To lower the premium, the protocol must incentivize short offer or supress long demand (which is not likely, we want high volume). Shorters generally take greater risk than long players - shorters risk collateral liquidation, they can not sit and hold if it goes wrong, indefinite loss risk and they pay mint fee. The high premiums problem occurs probably when mAssets are in the bear market - if the mAsset is already oversold there are not much players wanting risk spike up.
So there are the following options:
greater rewards for short side/ lower rewards for long side - already agreed in poll, waiting for implementation - I think this is the best option, but it may not be enough.
lower colateral ratio - yes, it works, however as it was tested on mSPY and mKO, too low colateral encourages short loopers and premium can go below zero. Lower colateral ratio = greater risk of liquidation failure if the stock spikes up. You are right, there is a risk of protocol failure. The ratio need not to be lowered to 130%, may be 140% or 145% would help a little with a smaller risk?
lower mint fee - 1.5% mint fee may discourage net shorters if they want to open short term position. Generally, all shorters must count with this fee and compare it with shorm farming rewards. Lowering mint fee would ecourage short term net sales, but it would lower income of Mir token holders. So it is not prefered way. Unless there would be a way how to collect some fee also from the long side?
shorter locking period - if the UST from short are released earlier, you can reinvest them earlier and you are compensating the mint fee earlier. Actually it would increase rewards for shorting, but it may encourage more short loopers. I am not sure if short loopers are prefered group of shorters as they are shorting on leverage and they may be mass liquidated. It may be also risky.
allow more assets as collateral - it could also encourage minting if people could use Luna, bEth, Anc, etc. as Collateral. But, it is not sure if these users would not prefer delta neutral strategies with no impact on premiums. However, it may help, risk is small, but is it worth of developing costs?
improve liquidation process - the bugs in liquidation process must be removed, otherwise shorters will be affraid to mint enogh mStock. Likely it would be nice to have liquidation process redesigned. Yes, Yes, please lets concentrate on liquidation process improvement as priority.

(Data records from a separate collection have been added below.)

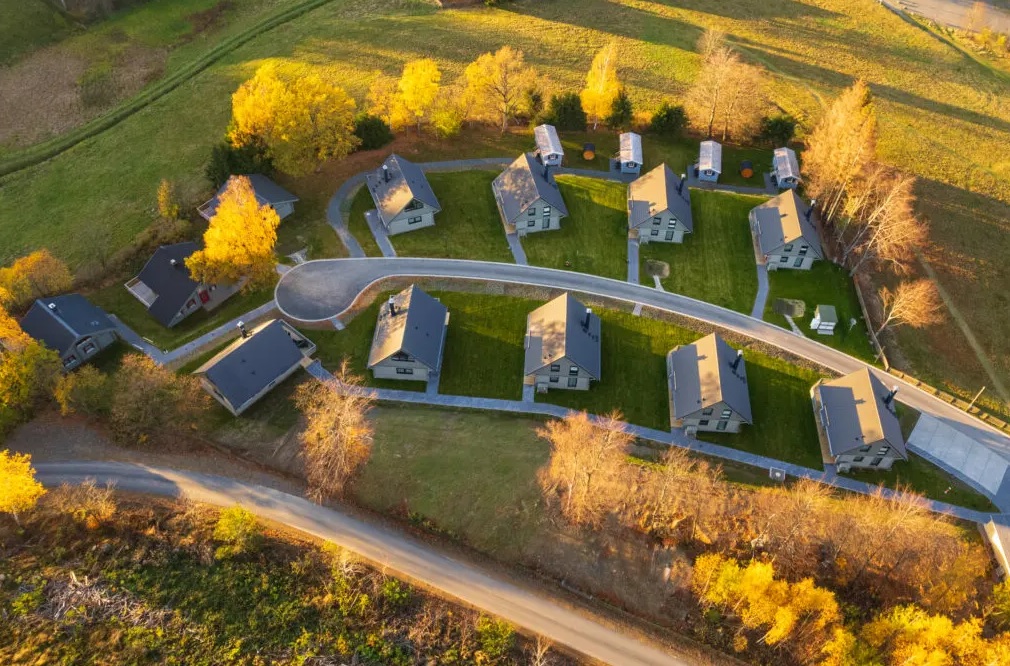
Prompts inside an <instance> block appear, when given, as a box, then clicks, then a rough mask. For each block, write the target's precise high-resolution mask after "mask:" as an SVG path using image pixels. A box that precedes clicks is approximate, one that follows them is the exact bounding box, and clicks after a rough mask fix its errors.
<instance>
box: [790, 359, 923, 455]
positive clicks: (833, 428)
mask: <svg viewBox="0 0 1010 666" xmlns="http://www.w3.org/2000/svg"><path fill="white" fill-rule="evenodd" d="M897 392H898V387H895V388H894V389H892V390H890V391H889V390H888V389H887V387H886V386H884V383H883V382H881V380H879V379H878V378H877V377H876V375H874V374H873V373H872V372H870V370H869V369H867V368H864V369H862V370H856V371H855V372H853V373H851V374H849V375H845V376H844V377H839V378H838V379H832V380H831V381H818V382H817V383H816V384H814V387H813V389H811V391H810V395H811V398H812V400H813V405H814V411H815V413H816V416H817V426H818V427H817V430H818V436H819V437H820V441H821V452H822V453H823V455H824V461H825V462H830V463H834V464H835V465H837V467H838V471H839V472H845V471H848V470H849V469H851V468H856V469H885V470H886V469H891V465H892V464H893V463H894V461H895V460H908V454H907V453H906V452H905V439H904V438H903V437H902V434H901V424H900V423H899V422H898V414H897V412H896V410H895V405H894V395H895V393H897Z"/></svg>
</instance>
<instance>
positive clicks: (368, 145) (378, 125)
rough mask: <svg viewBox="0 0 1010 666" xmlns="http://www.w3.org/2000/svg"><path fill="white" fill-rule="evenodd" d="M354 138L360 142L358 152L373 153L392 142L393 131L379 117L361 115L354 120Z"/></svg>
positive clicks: (387, 124)
mask: <svg viewBox="0 0 1010 666" xmlns="http://www.w3.org/2000/svg"><path fill="white" fill-rule="evenodd" d="M355 136H358V138H360V139H361V140H362V144H361V146H359V147H358V150H359V151H374V150H376V149H380V148H382V147H383V146H385V145H386V144H389V142H390V141H391V140H393V130H392V129H390V127H389V124H387V122H386V121H385V120H383V119H382V118H380V117H379V116H377V115H371V114H368V113H362V114H361V115H359V116H358V117H357V118H355Z"/></svg>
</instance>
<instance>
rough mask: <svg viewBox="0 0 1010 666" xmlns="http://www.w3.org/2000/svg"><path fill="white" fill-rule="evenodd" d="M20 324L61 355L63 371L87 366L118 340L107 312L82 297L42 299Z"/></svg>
mask: <svg viewBox="0 0 1010 666" xmlns="http://www.w3.org/2000/svg"><path fill="white" fill-rule="evenodd" d="M20 324H21V330H23V331H24V332H25V334H26V335H28V336H30V337H31V338H32V339H33V340H36V341H38V342H39V343H41V344H42V345H44V346H45V347H47V348H49V349H51V350H53V351H54V352H56V353H57V354H59V355H60V360H61V361H62V362H63V365H64V370H73V369H74V368H77V367H78V366H81V365H83V364H85V363H87V362H88V361H90V360H91V359H93V358H94V357H96V356H98V354H99V353H100V352H101V351H102V350H104V349H107V348H109V347H111V346H112V345H114V344H115V343H116V341H117V340H119V334H118V332H117V331H116V324H115V323H113V321H112V319H110V318H109V315H108V314H106V313H105V310H103V309H102V308H100V307H98V306H97V305H95V304H93V303H92V302H91V301H89V300H88V299H87V298H85V297H84V296H82V295H81V294H64V295H63V296H53V297H49V298H39V299H38V300H36V301H35V302H34V303H33V304H32V306H31V308H29V309H28V312H27V313H26V314H25V315H24V316H23V317H22V318H21V321H20Z"/></svg>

open derivates on mAssets like futures and options - if the derivates could be closed by delivering mAsset it could allow arbitrages on price - a lot of workt, big development cost - probably it is not on the table
invent more strategies in cooperation with other protocols and networks - not sure if this initiave should come from Mirr comunity, may be Mars and Edge will come with some initiatives
I can not see more options how to handle high premiums.
Did you check what can be used as collateral? (; You could find there: UST, aUST, LUNA, LunaX and ALL mAssets that are on Mirror. ANC and MIR were once available as collateral, but this was removed via a poll in late 2021.
EDIT: I mixed bETH (not available) with mETH (available)
Overall, I think this a great summary of ideas. I actually think attacking the minting fee might be helpful. Perhaps charging some kind of fee for the long side, and lowering the minting fee? Maybe dividing evenly between both sides. The incentives for minting need to rebalanced because without minters the whole thing goes down.
I saw that article for sure it seems like an interesting solution. Unfortunately my mathematical expertise is quite limited so I can’t interpret the matrices . But I like the idea of aggregating multiple assets to and addressing it as one issue instead of multiple, variable issues where we have to tweak parameters constantly with governance votes. I think it would be better solved by the “invisible hand” of the market, and an AMM seems like a cool solution, but I just don’t have the technical expertise to understand the details and mechanics of how it would work. Assuming it works and I understand its limitations and goals, I’d be all for it!